On 7/21/11 10:59 PM, Andrew Gray wrote:
On 21 July 2011 21:19, David Gerarddgerard@gmail.com wrote:
Indeed. But everyone would be happier if JSTOR stopped trying to enclose the public domain.
The *Royal Society* are the ones trying to enclose the public domain. JSTOR host the scans and provide the metadata to make it usable.
[...] Yes, this content being open would be a wonderful thing, but I honestly think we're at risk of identifying the wrong villain if we keep insisting that JSTOR qua JSTOR are evil and must be brought to heel. The Google Books approach suggests a way we could get release of the material to work, but it's the RS we'd need to engage with to get it to work. There's very little benefit I can see to be gained by chasing JSTOR here, and a real risk of poisoning the waters for future cooperation.
I agree that JSTOR aren't the only ones at fault, but my interactions with them have generally not given the impression that they're interested in serving the public domain, either. If anything, they have a very protective attitude towards "their" database, taking a more aggressive stance than many of the journals who actually own the content in question. They've been completely uninterested in developing any sort of free-access policies, despite the fact that, from what I know from at least one journal, some journals would in fact make some of their old content freely available through JSTOR, if JSTOR offered that as an option that they could choose--- something like the NYTimes, "pre-1923 free, post-1923 pay" archive policy. But JSTOR doesn't even allow a journal to mark any portion of their archive non-paywalled, much less actually push for anything like that.
In fact, they even bargain fairly stingily when it comes to temporary and partially free access. For example, the "19th Century British Pamphlets" collection was scanned thanks to a public research grant, which as a condition required JSTOR to give free access to all UK educational institutions through 2019. But they wouldn't agree to make it completely free, or to offer free access for more than 10 years; that's JSTOR's unwillingness to let go of control over their archive, the funding body did not demand a 2019 sunset for free access, or the restrictions on who could access it.

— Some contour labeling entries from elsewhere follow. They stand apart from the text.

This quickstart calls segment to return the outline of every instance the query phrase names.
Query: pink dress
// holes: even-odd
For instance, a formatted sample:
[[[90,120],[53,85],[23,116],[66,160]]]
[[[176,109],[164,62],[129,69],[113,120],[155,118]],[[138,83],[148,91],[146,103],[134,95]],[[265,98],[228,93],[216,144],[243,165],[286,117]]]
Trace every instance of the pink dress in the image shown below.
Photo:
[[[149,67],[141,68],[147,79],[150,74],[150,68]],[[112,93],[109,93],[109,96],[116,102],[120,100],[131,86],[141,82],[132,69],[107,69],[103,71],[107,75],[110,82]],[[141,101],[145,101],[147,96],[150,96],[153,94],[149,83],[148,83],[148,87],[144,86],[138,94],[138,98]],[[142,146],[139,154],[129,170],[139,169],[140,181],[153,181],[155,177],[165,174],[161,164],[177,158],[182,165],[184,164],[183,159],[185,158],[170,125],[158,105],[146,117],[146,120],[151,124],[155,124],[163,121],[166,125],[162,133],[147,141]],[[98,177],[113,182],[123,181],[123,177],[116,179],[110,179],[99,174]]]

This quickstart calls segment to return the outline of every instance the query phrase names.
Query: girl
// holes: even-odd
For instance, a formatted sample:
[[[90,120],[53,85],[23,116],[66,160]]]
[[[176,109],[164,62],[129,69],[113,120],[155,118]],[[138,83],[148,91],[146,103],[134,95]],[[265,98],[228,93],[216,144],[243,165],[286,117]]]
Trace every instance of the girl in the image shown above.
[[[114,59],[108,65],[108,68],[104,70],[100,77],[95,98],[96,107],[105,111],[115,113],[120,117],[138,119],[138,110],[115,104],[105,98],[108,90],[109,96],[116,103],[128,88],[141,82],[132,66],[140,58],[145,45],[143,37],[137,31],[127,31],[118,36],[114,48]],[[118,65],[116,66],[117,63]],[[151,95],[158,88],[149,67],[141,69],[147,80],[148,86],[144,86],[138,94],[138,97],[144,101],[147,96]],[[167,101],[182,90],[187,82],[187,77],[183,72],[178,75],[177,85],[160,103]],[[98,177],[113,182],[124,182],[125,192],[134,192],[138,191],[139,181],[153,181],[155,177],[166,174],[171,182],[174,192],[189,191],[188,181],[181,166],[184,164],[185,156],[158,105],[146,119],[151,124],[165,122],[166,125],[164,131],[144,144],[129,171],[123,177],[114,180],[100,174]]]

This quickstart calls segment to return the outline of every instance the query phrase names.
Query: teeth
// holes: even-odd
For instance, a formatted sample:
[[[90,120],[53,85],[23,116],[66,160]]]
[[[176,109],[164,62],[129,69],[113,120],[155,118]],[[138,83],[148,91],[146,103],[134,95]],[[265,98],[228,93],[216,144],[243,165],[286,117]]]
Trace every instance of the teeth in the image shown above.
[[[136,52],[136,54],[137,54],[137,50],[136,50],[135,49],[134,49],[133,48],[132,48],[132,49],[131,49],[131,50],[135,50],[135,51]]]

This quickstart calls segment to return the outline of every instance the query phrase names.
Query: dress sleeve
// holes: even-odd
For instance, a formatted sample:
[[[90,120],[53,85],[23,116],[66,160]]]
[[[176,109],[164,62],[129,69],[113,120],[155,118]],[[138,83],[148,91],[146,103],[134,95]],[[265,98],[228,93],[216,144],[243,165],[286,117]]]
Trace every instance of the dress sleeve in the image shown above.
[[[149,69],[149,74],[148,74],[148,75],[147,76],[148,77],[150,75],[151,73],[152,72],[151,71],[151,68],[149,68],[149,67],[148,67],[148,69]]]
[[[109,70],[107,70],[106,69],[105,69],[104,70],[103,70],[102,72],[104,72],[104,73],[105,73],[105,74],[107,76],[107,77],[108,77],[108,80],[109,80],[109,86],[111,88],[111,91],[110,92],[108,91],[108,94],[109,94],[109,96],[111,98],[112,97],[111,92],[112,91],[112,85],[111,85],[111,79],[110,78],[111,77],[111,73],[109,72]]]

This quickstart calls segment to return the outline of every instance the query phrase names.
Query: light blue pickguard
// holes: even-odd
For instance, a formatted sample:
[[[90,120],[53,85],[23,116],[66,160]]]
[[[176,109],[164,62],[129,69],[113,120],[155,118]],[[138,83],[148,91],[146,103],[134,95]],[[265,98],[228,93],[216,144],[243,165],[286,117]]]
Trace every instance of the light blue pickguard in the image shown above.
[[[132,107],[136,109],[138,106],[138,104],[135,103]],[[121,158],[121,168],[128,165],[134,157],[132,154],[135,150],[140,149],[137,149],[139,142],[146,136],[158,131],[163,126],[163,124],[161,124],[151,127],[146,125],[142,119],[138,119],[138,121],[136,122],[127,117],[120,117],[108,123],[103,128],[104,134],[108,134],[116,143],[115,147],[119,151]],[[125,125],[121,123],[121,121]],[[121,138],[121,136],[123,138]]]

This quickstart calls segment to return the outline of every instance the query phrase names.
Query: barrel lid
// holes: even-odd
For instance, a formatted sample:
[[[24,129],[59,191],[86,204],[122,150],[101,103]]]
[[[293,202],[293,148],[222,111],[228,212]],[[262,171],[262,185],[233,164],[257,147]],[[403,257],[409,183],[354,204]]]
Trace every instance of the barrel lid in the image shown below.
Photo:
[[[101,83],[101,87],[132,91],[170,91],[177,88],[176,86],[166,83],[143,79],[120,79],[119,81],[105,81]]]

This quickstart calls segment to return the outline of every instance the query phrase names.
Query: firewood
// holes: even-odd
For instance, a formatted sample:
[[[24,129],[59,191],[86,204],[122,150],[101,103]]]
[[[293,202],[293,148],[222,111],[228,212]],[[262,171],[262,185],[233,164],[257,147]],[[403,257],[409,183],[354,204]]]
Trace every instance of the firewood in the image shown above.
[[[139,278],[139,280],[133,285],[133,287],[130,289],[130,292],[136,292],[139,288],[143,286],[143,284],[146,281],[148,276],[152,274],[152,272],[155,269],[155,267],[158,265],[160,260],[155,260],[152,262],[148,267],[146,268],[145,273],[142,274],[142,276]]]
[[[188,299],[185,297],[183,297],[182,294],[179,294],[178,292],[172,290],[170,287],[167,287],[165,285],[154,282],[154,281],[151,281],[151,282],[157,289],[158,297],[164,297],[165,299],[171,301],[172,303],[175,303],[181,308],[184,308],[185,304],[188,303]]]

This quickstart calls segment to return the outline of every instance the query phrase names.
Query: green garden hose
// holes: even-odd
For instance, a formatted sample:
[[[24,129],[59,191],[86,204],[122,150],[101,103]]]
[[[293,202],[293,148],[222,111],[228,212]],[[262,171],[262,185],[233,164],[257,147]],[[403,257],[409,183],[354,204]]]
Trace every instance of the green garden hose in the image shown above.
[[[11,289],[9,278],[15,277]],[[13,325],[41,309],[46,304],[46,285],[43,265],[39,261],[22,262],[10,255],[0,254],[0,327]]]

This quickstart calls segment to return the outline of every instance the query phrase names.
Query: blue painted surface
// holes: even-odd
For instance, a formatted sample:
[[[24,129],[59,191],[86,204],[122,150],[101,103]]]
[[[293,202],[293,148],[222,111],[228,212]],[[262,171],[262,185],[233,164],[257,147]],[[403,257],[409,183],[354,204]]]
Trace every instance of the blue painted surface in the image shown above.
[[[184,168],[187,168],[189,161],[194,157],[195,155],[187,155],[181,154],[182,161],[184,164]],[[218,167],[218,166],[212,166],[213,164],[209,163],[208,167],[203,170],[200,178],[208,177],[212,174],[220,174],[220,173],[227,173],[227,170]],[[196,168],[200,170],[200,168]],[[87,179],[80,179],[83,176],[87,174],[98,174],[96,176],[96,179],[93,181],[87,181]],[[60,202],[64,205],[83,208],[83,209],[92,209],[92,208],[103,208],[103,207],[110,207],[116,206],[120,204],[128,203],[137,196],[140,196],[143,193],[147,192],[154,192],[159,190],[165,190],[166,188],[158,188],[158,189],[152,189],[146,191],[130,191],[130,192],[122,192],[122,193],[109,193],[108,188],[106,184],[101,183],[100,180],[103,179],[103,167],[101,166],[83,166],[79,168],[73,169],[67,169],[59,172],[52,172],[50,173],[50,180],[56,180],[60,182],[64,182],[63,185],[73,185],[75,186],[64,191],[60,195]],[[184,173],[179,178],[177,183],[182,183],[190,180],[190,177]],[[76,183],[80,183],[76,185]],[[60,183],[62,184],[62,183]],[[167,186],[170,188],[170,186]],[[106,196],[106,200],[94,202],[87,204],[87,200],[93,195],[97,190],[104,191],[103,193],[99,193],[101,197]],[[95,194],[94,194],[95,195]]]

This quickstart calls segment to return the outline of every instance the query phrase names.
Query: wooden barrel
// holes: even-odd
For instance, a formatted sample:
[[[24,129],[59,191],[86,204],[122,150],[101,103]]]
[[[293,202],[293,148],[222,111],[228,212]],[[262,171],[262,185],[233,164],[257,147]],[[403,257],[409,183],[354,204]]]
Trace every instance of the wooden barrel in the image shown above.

I hope you're right that they can be encouraged to engage in more productive collaboration in the future, but for my part I'm hugely disappointed and disillusioned with them. At one point in the late-90s it seemed like they might become something of a larger-scale Perseus Project, balancing a need for continued funding of their project with a mission of digitizing humanity's common heritage and making it freely available online. But I haven't seen any evidence of their leadership having that kind of vision.